Configure auto scaling for Knative Services based on KPA - Container Service for Kubernetes

Knative Pod Autoscaler (KPA) is a user-friendly auto scaling feature provided by Knative. It allows you to set scaling conditions based on pod concurrency and requests per second (RPS). By default, Knative reduces the number of pods to zero when there are no active service requests, optimizing resource usage. Through the KPA, you can configure scale-down parameters, such as the wait time before scaling down to zero, and specify whether scaling down to zero should be enabled.

Prerequisites

Knative is deployed in your cluster. For more information, see Deploy Knative.

How it works

Knative Serving injects a Queue Proxy container named queue-proxy into each pod. The container automatically reports the request concurrency metrics of application pods to KPA. After KPA receives the metrics, KPA automatically adjusts the number of pods provisioned for a Deployment based on the number of concurrent requests and the related algorithm.

Expand to view the KPA algorithm

KPA scales pods based on the average number of requests (or concurrent requests) received by each pod. By default, KPA scales pods based on the number of concurrent requests. Each pod can handle at most 100 requests concurrently. KPA also introduces the target utilization (target-utilization-percentage) annotation, which specifies a target utilization percentage value for auto scaling.

The following formula is used to calculate the target number of pods based on the number of concurrent requests: Number of pods = Number of concurrent requests/(Pod maximum concurrency × Target utilization).

For example, the pod maximum concurrency of an application is set to 10 and the target utilization is set to 0.7. When 100 concurrent requests are received, KPA creates 15 pods based on the following formula: 100/(0.7 × 10).

KPA also supports the stable and panic modes to perform fine-grained auto scaling.

Stable mode
In stable mode, KPA counts the average number of concurrent requests across pods within the stable window.
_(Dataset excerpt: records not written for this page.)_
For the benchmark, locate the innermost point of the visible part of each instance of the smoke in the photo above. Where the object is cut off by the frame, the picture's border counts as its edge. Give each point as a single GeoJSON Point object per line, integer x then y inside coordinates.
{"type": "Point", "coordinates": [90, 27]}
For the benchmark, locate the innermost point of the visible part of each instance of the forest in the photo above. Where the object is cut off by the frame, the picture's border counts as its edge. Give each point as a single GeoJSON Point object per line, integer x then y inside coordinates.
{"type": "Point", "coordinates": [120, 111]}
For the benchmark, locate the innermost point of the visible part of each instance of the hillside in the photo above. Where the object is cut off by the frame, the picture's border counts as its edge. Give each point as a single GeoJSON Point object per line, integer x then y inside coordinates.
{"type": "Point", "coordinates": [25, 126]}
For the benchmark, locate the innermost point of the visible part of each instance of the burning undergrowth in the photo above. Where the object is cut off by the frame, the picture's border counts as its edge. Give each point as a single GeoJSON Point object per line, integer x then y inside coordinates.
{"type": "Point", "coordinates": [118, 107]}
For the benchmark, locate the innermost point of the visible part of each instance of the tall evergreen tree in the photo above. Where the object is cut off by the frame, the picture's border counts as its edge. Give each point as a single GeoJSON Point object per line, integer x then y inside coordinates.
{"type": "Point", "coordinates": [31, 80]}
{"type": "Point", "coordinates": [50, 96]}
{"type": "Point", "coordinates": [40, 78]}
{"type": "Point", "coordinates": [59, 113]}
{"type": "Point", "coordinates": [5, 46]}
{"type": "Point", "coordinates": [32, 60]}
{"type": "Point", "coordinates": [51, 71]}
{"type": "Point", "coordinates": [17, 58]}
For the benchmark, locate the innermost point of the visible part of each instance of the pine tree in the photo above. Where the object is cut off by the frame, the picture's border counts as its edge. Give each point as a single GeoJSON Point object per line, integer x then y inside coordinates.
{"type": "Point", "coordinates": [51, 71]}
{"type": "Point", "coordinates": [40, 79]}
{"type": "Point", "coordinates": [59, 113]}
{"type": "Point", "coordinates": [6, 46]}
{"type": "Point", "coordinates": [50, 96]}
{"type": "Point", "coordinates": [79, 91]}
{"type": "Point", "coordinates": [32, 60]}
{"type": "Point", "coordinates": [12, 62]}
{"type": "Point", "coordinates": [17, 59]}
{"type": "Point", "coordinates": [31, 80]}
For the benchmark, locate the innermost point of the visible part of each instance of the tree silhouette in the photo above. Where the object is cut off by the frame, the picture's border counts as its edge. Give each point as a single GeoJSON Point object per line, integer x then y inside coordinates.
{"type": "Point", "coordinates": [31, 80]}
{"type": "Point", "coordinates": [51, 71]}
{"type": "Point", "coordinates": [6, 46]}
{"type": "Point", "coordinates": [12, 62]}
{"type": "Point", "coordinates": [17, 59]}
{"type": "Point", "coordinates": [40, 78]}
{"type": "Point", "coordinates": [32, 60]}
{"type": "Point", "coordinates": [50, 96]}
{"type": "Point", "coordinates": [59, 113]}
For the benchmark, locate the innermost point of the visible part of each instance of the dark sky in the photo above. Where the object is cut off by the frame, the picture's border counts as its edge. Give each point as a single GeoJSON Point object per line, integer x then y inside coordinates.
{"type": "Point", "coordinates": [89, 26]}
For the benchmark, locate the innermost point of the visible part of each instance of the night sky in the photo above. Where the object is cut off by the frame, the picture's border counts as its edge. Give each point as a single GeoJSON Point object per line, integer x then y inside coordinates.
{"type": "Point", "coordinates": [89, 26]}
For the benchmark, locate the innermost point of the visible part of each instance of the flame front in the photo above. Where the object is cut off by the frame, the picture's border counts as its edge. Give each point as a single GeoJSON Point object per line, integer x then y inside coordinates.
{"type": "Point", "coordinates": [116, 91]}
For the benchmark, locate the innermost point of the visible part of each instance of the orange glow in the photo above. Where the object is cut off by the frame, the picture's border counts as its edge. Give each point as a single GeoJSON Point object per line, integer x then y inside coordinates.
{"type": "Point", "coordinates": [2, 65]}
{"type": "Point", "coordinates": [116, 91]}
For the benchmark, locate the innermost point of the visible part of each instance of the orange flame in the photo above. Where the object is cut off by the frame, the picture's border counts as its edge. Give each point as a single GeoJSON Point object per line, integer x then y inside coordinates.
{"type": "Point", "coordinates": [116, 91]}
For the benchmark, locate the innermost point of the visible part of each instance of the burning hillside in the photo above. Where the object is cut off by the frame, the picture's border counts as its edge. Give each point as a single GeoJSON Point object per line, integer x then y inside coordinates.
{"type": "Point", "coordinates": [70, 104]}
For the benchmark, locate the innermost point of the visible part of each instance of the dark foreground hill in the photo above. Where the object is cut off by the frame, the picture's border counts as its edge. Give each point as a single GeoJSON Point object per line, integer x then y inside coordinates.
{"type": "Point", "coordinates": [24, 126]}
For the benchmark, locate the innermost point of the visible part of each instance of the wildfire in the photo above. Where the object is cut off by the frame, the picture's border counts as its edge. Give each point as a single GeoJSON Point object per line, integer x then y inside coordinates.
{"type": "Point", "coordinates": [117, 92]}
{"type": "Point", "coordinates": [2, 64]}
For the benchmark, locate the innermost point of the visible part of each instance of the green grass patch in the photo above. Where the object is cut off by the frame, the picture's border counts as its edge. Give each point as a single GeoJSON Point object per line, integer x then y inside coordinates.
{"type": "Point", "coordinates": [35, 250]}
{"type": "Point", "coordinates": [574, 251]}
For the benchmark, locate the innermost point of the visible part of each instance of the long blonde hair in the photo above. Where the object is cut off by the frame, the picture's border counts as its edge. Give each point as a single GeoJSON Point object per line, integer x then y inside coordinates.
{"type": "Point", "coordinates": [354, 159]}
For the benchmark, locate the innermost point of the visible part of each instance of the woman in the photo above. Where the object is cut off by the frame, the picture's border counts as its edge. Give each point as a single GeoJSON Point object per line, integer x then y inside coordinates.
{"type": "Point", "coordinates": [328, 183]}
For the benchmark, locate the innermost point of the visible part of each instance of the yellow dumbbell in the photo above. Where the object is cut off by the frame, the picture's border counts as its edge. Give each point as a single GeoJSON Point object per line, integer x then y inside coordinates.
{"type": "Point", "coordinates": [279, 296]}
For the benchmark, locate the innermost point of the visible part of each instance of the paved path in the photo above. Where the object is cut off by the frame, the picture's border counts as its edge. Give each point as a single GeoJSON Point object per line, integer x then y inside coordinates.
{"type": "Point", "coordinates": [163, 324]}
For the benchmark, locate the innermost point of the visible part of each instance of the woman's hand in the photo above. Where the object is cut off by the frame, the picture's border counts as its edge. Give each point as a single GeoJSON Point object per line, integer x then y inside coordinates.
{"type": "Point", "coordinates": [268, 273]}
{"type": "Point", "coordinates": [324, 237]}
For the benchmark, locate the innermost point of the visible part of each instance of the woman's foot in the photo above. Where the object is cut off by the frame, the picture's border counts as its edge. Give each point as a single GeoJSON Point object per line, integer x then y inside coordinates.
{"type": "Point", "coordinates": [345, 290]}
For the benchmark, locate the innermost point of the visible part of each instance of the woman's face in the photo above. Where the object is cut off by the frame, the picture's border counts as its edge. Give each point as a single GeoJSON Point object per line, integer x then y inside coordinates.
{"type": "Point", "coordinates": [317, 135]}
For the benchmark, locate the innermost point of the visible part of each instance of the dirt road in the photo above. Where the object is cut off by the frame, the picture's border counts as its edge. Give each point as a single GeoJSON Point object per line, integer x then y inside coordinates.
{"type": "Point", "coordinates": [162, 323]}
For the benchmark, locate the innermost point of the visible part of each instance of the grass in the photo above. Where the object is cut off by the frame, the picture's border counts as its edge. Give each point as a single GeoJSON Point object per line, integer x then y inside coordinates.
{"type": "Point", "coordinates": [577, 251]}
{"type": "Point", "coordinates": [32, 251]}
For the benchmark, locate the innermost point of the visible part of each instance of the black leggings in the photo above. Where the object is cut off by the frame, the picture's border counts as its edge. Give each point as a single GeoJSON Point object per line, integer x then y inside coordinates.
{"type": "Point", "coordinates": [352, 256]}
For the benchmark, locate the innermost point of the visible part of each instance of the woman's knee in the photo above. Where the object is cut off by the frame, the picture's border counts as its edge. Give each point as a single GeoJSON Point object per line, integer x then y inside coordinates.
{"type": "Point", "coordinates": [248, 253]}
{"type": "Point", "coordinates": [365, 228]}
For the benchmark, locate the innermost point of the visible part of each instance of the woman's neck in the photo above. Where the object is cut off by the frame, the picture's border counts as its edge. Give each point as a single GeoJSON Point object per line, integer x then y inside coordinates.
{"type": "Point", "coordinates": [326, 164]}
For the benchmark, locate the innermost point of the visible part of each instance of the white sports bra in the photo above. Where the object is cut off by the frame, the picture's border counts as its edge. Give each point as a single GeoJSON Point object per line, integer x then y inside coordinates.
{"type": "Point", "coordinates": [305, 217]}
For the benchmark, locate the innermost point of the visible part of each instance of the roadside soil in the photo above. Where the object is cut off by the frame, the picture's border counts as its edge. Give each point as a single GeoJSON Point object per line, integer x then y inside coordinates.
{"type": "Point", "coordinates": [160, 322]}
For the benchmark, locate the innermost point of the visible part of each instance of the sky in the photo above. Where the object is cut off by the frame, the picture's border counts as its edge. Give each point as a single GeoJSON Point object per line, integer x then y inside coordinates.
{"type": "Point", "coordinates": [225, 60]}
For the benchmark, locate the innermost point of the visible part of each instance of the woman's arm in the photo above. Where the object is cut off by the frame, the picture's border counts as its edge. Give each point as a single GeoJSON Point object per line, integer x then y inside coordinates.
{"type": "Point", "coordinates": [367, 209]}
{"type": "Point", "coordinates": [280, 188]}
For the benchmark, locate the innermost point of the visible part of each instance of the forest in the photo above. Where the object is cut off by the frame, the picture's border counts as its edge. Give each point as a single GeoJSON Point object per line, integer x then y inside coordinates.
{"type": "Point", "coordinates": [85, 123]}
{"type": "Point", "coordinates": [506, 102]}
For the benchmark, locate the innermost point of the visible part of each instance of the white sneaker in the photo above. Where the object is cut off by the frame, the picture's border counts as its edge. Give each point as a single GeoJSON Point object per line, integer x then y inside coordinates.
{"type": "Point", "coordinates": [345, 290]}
The default stable window is 60 seconds. Then, KPA adjusts the number of pods based on the average concurrency value to maintain the loads at a stable level.
Panic mode
In panic mode, KPA counts the average number of concurrent requests across pods within the panic window. The default panic window is 6 seconds. The panic window is calculated based on the following formula: Panic window = Stable window × panic-window-percentage. The value of panic-window-percentage is greater than 0 and smaller than 1 and the default is 0.1. When a request burst occurs and the current pod utilization exceeds the panic window, KPA increases the number of pods to handle the burst.

KPA makes scaling decisions by checking whether the number of pods calculated in panic mode exceeds the panic threshold. The panic threshold is calculated based on the following formula: Panic threshold = panic-threshold-percentage/100. The default value of panic-threshold-percentage is 200. Therefore, the default panic threshold is 2.

If the number of pods calculated in panic mode is greater than or equal to twice the current number of ready pods, KPA scales the application to the number of pods calculated in panic mode. Otherwise, KPA scales the application to the number of pods calculated in stable mode.

KPA configurations

Note

Some configurations can be enabled at the revision level using annotations or applied globally through ConfigMaps. When both methods are used at the same time, the revision-level configurations take precedence.

config-autoscaler

To configure KPA, you must configure config-autoscaler. By default, config-autoscaler is configured. The following content describes the key parameters.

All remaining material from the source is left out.